CSM’s Choice: BB King’s Blues All Around Me: the Autobiography

Charles Shaar Murray reviews
BLUES ALL AROUND ME: THE AUTOBIOGRAPHY

BB King with David Ritz
Hodder & Stoughton, 1994

Somehow, this extraordinary memoir slipped through my net on original publication, back when BB was a mere 70 years old. Indeed, when I found it on Charity Shop Row (or a single solitary squid!), I almost passed it by under the impression that I already had it. (Yep, I AM slow on the uptake sometimes: I won’t embarrass myself by revealing how long it took me to figure out why Bill Haley’s band were called The Comets.)

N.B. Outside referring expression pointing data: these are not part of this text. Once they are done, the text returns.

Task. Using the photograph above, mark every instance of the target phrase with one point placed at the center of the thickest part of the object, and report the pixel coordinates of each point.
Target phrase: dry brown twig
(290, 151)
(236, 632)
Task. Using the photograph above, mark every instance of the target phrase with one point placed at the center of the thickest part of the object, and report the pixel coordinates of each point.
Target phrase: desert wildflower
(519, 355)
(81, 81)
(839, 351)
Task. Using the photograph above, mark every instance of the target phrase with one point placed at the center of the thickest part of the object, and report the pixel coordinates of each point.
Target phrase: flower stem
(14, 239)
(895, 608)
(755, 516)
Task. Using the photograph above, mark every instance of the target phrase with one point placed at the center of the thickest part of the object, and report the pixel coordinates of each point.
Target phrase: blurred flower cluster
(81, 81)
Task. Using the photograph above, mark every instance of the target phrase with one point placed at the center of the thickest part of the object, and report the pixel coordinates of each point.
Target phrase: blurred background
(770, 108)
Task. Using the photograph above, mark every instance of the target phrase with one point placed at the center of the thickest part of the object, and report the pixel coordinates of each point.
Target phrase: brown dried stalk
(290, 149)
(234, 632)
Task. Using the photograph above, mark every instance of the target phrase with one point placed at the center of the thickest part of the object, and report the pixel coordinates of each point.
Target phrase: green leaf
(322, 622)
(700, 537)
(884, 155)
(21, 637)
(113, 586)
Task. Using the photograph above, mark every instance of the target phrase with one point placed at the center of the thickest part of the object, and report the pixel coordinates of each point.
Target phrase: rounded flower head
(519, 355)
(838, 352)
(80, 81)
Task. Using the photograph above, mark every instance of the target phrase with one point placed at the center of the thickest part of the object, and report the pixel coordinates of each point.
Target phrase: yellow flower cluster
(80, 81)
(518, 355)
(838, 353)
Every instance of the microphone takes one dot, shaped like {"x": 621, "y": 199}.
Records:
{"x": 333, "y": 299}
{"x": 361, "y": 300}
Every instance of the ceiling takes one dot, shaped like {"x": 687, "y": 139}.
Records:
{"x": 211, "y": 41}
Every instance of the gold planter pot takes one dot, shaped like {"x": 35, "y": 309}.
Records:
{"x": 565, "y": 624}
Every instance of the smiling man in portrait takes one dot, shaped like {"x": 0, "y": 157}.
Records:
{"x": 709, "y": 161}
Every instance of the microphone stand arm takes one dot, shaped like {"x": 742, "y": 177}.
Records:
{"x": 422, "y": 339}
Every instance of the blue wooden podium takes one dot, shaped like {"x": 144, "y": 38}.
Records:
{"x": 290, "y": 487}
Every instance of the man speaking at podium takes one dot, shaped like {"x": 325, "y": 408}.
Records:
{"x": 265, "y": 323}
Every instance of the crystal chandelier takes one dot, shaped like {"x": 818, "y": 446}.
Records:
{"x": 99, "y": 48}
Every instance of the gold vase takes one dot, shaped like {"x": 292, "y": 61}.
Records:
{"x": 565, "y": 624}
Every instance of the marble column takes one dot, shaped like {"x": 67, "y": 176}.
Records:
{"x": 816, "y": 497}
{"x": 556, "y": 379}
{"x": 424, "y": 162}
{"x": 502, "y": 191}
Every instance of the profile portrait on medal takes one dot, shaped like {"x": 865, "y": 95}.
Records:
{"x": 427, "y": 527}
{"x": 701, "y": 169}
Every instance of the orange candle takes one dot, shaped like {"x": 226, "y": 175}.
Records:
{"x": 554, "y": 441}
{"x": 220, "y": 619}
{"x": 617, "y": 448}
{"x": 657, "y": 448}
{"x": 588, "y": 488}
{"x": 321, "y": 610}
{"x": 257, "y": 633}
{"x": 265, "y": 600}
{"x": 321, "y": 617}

BB King was second only to Louis Armstrong for the ability to combine the roles of Beloved Entertainer and game-changing, globally influential virtuoso: of the ’60s-and-after Rock Guys, only Paul McCartney really came close. Since this book was published, much of his back-story was eloquently depicted in the recent biodoc Life Of Riley, but here on the page — coaxed from him via the alchemy of confidant/confessor David Ritz — the Big B’s narrative takes you further behind that genial, self-deprecating façade than most could possibly have predicted. Until this book was written, B very rarely spoke about the pain in his life: he channelled it via his voice and his guitar. Then he’d smile and thank the ladies and gentlemen.

So here it is: an upbringing (or shall we say ‘non-upbringing’? ‘Semi-upbringing’?) gruelling even by the standards of those born black and poor in the rural Mississippi Delta during the 1920s. The struggle to acquire and master his chosen craft and then turn it first into a means of making a living, and then into a career. No drugging and not that much drinking, but a near-lifelong battle with sex addiction and a massive gambling habit. A cosy-schmoozy showbiz autobiog this most certainly isn’t, but neither does it drip with self-pity or lapse into therapese. Even at his most scarifyingly self-revelatory, B retains both his dignity and his charm.

If, gentle reader, BB King’s work has any significance for you, then try and be smarter than yr correspondent. In another words, don’t leave it 18 years before you read it.